GW: Well, it's very early days, but right now, the writing team has been assembled.  It's myself, and Kevin Hopps, Matt Wayne, Andrew Robinson, our writer's apprentice is Randy Jandt. We have Vic Cook as the supervising director and producer on the show, and he's been participating in those discussions as well.  We've got a bunch of very committed executives at three different companies in many different divisions very interested in what we're doing, participating and being helpful at Marvel and Kids!WB and at Sony.

 

FFN: So everyone's behind the project?

 

GW: Oh yeah.  Everyone really wants the show to succeed, and frankly, it can't not.  *laugh*  I mean, it's Spider-Man.  I'd almost intentionally have to try to sabotage it to make this show not succeed.  But, having said that, that's not satisfactory for us.  I think that, for us, our goal is either truly, truly arrogant or truly naïve, or probably both, and it is no less than our desire to make this the classic, definitive Spider-Man show of all time, the one that people look back on twenty years later and go, "Wow, that was a great Spider-Man show."  We're setting the goal that high, ridiculously high on purpose.

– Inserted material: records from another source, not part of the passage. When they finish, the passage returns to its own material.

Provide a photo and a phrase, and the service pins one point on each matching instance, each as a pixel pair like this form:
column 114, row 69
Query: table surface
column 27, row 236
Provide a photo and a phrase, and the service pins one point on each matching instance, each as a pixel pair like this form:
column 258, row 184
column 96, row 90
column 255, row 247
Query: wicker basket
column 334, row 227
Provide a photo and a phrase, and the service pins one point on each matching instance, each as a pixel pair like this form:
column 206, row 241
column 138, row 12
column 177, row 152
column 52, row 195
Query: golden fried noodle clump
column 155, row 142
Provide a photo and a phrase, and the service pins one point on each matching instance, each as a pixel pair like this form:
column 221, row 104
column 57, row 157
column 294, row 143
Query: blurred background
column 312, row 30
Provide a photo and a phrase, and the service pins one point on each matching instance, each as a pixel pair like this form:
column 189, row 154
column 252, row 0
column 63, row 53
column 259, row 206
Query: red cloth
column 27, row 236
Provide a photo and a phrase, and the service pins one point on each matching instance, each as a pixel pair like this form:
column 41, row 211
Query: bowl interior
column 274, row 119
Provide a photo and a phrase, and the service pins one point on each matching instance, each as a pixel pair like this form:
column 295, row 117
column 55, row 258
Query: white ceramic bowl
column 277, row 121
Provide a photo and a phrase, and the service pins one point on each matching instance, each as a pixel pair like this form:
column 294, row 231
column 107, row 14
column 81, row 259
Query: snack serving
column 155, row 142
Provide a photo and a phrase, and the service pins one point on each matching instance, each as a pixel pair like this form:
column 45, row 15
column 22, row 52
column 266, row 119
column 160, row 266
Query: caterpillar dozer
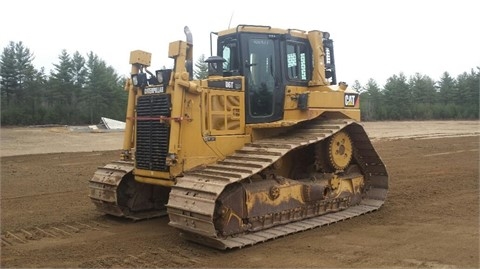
column 267, row 145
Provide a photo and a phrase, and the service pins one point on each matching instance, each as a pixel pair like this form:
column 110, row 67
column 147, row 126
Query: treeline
column 79, row 90
column 421, row 98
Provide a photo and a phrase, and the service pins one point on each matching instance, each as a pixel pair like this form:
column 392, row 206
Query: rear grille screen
column 152, row 135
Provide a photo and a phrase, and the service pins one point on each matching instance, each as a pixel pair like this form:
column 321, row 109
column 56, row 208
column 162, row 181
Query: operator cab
column 269, row 60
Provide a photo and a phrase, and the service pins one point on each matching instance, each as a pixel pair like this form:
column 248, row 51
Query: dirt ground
column 430, row 218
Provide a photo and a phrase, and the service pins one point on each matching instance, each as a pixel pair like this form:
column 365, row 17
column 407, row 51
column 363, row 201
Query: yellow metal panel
column 332, row 99
column 226, row 112
column 140, row 57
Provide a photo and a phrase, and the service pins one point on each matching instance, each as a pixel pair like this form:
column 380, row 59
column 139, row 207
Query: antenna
column 231, row 17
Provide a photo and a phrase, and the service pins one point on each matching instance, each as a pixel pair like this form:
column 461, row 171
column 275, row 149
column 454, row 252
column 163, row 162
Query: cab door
column 262, row 71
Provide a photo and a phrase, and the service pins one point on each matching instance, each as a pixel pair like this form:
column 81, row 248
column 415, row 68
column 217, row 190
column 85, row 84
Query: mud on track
column 430, row 219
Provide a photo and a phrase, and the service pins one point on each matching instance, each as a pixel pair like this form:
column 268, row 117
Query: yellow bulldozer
column 267, row 145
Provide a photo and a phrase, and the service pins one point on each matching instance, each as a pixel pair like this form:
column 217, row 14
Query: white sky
column 373, row 39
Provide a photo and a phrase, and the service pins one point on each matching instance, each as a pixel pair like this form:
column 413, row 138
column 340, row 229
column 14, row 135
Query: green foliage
column 77, row 91
column 421, row 98
column 80, row 90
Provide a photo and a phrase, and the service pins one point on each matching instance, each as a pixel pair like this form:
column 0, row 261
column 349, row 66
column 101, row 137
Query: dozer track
column 114, row 191
column 195, row 197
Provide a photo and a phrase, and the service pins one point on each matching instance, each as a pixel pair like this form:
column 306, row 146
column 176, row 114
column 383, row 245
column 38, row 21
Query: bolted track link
column 192, row 200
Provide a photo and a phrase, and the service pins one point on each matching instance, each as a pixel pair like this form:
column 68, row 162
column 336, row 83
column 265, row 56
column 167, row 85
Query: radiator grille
column 152, row 135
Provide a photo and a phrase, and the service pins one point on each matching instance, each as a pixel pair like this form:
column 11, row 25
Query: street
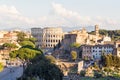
column 11, row 73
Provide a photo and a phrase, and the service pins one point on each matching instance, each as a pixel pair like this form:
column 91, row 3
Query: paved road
column 11, row 73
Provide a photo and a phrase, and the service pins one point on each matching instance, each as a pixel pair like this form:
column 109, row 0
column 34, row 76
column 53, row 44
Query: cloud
column 11, row 17
column 74, row 18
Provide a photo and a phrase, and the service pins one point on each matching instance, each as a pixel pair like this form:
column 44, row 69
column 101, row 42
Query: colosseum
column 47, row 37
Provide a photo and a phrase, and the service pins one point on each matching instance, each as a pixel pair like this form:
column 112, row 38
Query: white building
column 47, row 37
column 95, row 51
column 98, row 50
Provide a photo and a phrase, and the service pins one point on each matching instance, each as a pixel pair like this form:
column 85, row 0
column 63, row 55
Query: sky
column 58, row 13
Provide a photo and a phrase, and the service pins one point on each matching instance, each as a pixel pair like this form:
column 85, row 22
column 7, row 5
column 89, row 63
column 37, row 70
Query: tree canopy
column 1, row 67
column 27, row 43
column 9, row 45
column 76, row 45
column 74, row 55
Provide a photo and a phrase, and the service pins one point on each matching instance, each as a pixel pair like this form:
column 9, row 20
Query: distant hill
column 114, row 34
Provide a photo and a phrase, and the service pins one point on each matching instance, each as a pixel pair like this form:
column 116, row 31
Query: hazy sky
column 70, row 13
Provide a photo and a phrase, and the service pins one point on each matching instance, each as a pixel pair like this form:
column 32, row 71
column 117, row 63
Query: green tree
column 1, row 67
column 51, row 58
column 9, row 46
column 76, row 45
column 27, row 44
column 21, row 36
column 43, row 68
column 13, row 54
column 74, row 55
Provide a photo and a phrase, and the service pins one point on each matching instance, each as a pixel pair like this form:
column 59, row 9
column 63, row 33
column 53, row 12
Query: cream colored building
column 47, row 37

I don't know whether we'll success, but we figure the only way, the only chance we have at succeeding is to go for it, to really set the bar for us that high and really try and make it that great.  And again, everyone involved in the process at three different companies is all on board with that idea.  They want to do something here that is both very contemporary and very iconic, and just winds up being a classic Spider-Man show.

 

FFN: It sounds like this generation's Batman: The Animated Series.

 

GW: Well, I won't deny we've had discussions about that.  Not that we're going to specifically emulate what Bruce Timm and Alan Burnett did on Batman, either stylistically or otherwise.  I mean, these are two very different characters.  But, that's how we all feel about Batman: The Animated Series, looking back on it ten years later.  It's still where the bar is set.  Our hope is that we can have that kind of success creatively on this show as well.

 

FFN: Have you had a chance to see the new movie yet?

 

GW: I haven't.

 

FFN: *laugh* How do you know what you might be accidentally copying?

 

GW: Well, we do have executives looking over our shoulders and all that.  I have to say, they've been terrific, and one of the things they've been terrific about is understanding that we are not in continuity with the movies.  The last show Sony did, the MTV Spider-Man show, was in continuity with the movies, and that I know because I worked on it briefly.  It was a very difficult situation, trying to second-guess what Features was going to do in the second movie, long before the second movie was out.  What Features gets now is that we're not in continuity with the movies, so what they're doing and what we're doing, again, I'm not saying there isn't overlap, because hey, it's still Spider-Man, of course there's overlap, but we're not in continuity with them, and so that's not a huge issue. 

 

FFN: One last question.  Are there any tidbits or in-jokes coming up in the series that you can share?  On the Atlantis series that sadly didn't get off the ground, you were going to have Demona show up in Paris.

 

GW: Well, that wasn't really an in-joke, that was a crossover.  We're just so not at that point yet.  And also, for me, even when I do write an in-joke, it tends to be more spur of the moment, more of a glancing blow, because frankly, you want stuff to work for the audience you're presenting it to.  If you can find a way to sort of slide in something for an audience that you've had in the past –  *ahem* Gargoyles – then, great. But you know …

 

FFN: It's not a high priority.

 

GW: It's definitely not a high priority.  Now, when we can, we might slip in here and there, but also, even if I had fifty in-jokes planned, which I guarantee you I do not, *laugh* I wouldn't tell you.  *laugh*  That would spoil the joke.